Use of Renewables in U.S. to Grow 2.6 Percent

Total demand for renewable energy in the United States will increase by 2.6 percent by next year, following a 0.4 percent increase in the past year and a decline of 1.0 percent from 1999 to 2000, according to government predictions.

WASHINGTON, DC, US, 2001-03-13 // Demand this year will hit 6.951 quadrillion Btu (qBtu), says the Energy Information Administration in its ‘Short Term Energy Outlook’ released in March. This will reach 7.131 qBtu in 2002 under the mid world oil price case. By comparison, demand last year was 6.922 and was 6.994 in 1999. The largest single source of renewable energy in the United States this year will be the hydropower generated by electric utilities, where it will be 2.745 qBtu and will rise by 3.8 percent by next year. Utilities use only 0.004 qBtu of geothermal, solar and wind, and 0.021 for biofuels, . Both these sources will remain static from 2001 to 2002. Among non-utility power generators, the use of biofuels will be 0.729 qBtu this year, while geothermal, solar and wind will be 0.186. All three sources will remain static into next year, according to the EIA analysis.
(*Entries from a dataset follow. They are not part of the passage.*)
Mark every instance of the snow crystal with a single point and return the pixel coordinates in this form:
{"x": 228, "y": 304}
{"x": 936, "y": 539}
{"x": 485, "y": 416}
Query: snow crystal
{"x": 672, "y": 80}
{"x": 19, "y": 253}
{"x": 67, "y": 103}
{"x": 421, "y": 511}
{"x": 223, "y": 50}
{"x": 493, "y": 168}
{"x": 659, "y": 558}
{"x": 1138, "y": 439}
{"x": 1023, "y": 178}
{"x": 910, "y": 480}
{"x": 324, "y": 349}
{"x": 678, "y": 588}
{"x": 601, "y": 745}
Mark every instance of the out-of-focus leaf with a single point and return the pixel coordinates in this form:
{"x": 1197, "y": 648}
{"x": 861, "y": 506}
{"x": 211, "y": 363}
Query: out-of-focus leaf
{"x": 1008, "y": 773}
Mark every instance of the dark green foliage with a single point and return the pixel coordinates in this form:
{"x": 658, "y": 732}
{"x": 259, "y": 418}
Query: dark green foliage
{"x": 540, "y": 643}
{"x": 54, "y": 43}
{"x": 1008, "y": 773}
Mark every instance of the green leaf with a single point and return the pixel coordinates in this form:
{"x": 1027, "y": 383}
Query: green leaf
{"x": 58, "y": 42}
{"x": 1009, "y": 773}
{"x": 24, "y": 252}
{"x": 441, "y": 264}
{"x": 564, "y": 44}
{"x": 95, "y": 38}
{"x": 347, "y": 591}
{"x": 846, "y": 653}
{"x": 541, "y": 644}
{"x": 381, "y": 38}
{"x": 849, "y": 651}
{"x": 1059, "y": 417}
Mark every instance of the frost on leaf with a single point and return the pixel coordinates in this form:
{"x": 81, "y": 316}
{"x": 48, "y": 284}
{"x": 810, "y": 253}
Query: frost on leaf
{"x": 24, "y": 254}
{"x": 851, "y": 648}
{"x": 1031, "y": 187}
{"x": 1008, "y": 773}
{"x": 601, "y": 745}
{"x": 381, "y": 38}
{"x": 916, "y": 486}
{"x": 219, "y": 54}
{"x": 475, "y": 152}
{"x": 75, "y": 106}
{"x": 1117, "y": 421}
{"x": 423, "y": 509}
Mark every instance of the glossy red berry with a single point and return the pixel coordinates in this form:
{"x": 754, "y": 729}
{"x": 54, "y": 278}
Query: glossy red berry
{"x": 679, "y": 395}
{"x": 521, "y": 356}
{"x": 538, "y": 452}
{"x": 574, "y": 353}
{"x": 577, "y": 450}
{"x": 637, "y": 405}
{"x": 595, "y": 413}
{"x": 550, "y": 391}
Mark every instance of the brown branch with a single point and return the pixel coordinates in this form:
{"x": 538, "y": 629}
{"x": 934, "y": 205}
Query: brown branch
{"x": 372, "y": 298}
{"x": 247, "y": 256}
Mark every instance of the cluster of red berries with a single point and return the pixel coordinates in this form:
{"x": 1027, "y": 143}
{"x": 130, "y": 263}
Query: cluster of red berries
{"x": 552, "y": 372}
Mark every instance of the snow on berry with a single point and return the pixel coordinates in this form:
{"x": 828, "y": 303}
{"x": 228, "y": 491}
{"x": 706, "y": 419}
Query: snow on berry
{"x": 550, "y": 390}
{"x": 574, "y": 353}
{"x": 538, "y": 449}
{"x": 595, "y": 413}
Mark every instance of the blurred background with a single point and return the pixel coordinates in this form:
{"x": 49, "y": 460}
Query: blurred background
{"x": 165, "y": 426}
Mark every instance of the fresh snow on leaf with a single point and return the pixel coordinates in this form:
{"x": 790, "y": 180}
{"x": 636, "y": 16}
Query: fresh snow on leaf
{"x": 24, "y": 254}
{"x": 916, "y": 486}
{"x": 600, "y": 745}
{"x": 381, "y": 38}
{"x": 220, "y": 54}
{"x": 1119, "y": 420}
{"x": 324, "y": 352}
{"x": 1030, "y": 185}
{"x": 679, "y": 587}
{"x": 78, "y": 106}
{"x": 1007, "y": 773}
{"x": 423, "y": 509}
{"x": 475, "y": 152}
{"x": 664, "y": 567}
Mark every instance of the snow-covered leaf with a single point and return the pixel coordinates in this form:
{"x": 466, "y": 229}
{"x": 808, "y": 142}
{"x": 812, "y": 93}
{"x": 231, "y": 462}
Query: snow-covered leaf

In other sectors, industrial use of biofuels is the second largest segment of renewable energy in the U.S., at 2.008 qBtu this year. Residential and commercial use of solar and biofuels will be 0.547 qBtu this year, and will demonstrate the greatest increase (5.5 percent) by next year. Transportation accounts for 0.112 qBtu of ethanol gasoline, and there is 0.267 qBtu of imported electricity that is defined as renewable energy. EIA is the statistical agency for the U.S. Department of Energy.